SAP plans Qualtrics IPO, two years after $8 billion acquisition.

  • SAP has announced that Qualtrics, the subsidiary it purchased for $8 billion in 2018, will be going public.
  • The company said that SAP’s board has already approved the deal, and that it plans to maintain its majority stake in the company even after the IPO.
  • Qualtrics was just days away from going public at the time of the SAP acquisition.
  • SAP has said that cloud applications like Qualtrics are core to its business strategy, as a differentiator from the likes of Amazon Web Services and Microsoft.
  • Visit Business Insider’s homepage for more stories.

Qualtrics was just days away from an IPO when SAP announced in November 2018 its intent to acquire the company at an $8 billion price tag. Now, it looks like Qualtrics will get a second shot at the public markets, as SAP announced on Sunday its plans to take the subsidiary public.

While a timeline for that offering was not announced, SAP said that it will keep its majority stake in Qualtrics even after the IPO, and that Qualtrics CEO Ryan Smith will continue to helm the company out of its headquarters in Provo, Utah.

“[We] decided that an IPO would provide the greatest opportunity for Qualtrics to grow the experience management category, serve its customers, explore its own acquisition strategy, and continue building the best talent,” SAP CEO Christian Klein said in a press release, adding that Qualtrics will remain as “SAP’s largest and most important go-to-market and research and development (R&D) partner.”

The news comes ahead of German software giant SAP’s earnings report on Monday. The company announced preliminary financial results earlier in July, reporting revenues of €6.74 billion (or just shy of $8 billion USD) — up about 2% from the same period of 2019, and reiterating its guidance for the year. Following that report, SAP’s stock has been on a slow climb and is now up some 16% from last year. 

SAP has indicated that Qualtrics is a pillar of its cloud strategy: It has partnerships with major cloud platforms Amazon Web Services, Microsoft Azure, and Google Cloud, allowing customers to host their SAP databases and other software with those so-called hyperscale providers. But SAP sees cloud software like Qualtrics — which helps companies gather feedback from customers and use it to improve their products — as a key differentiator.
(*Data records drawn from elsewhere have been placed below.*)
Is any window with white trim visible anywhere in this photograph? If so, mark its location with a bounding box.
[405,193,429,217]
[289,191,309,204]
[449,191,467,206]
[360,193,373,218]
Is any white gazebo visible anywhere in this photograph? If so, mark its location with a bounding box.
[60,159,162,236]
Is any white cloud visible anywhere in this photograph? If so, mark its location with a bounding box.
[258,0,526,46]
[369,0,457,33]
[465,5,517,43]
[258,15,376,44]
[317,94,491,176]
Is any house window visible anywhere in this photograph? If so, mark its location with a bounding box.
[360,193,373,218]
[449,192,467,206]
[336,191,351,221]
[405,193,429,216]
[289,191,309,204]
“We also have to make sure in these partnerships that we still own the platform, and the application layer of that because this is our territory. This is where SAP has to win, and I want to really focus on making sure that we have great partnerships with the hyperscalers, but we also want to draw a clear line in the sand,” Klein told Business Insider’s Ben Pimentel in a recent interview. 

The move also follows some recent shakeups at SAP. Late last year, longtime CEO Bill McDermott stepped down at SAP to take over in the same role at cloud software giant ServiceNow. McDermott was replaced by Klein and Jennifer Morgan as co-CEOs — but that arrangement proved to be short-lived, as Morgan left SAP in April, leaving Klein as sole CEO. Klein would later say that the co-CEO structure added complexity that slowed down decision-making, especially amid the COVID-19 pandemic.

For Qualtrics’ part, the move towards an IPO highlights the company’s rapid ascent: As a privately-held startup, Qualtrics resisted taking venture capital funding for the first ten years of its existence, only relenting in 2012. By the time of its original IPO plans, it had raised some $400 million and achieved a $2.5 billion valuation.

Had it gone public, it was on track to debut at a market cap of $4.8 billion, meaning that at $8 billion, SAP paid what appeared to be a hefty premium for the company. While it’s unclear what valuation Qualtrics might seek on the public markets this go-round, this IPO stands to give an updated look into the company’s business and financials.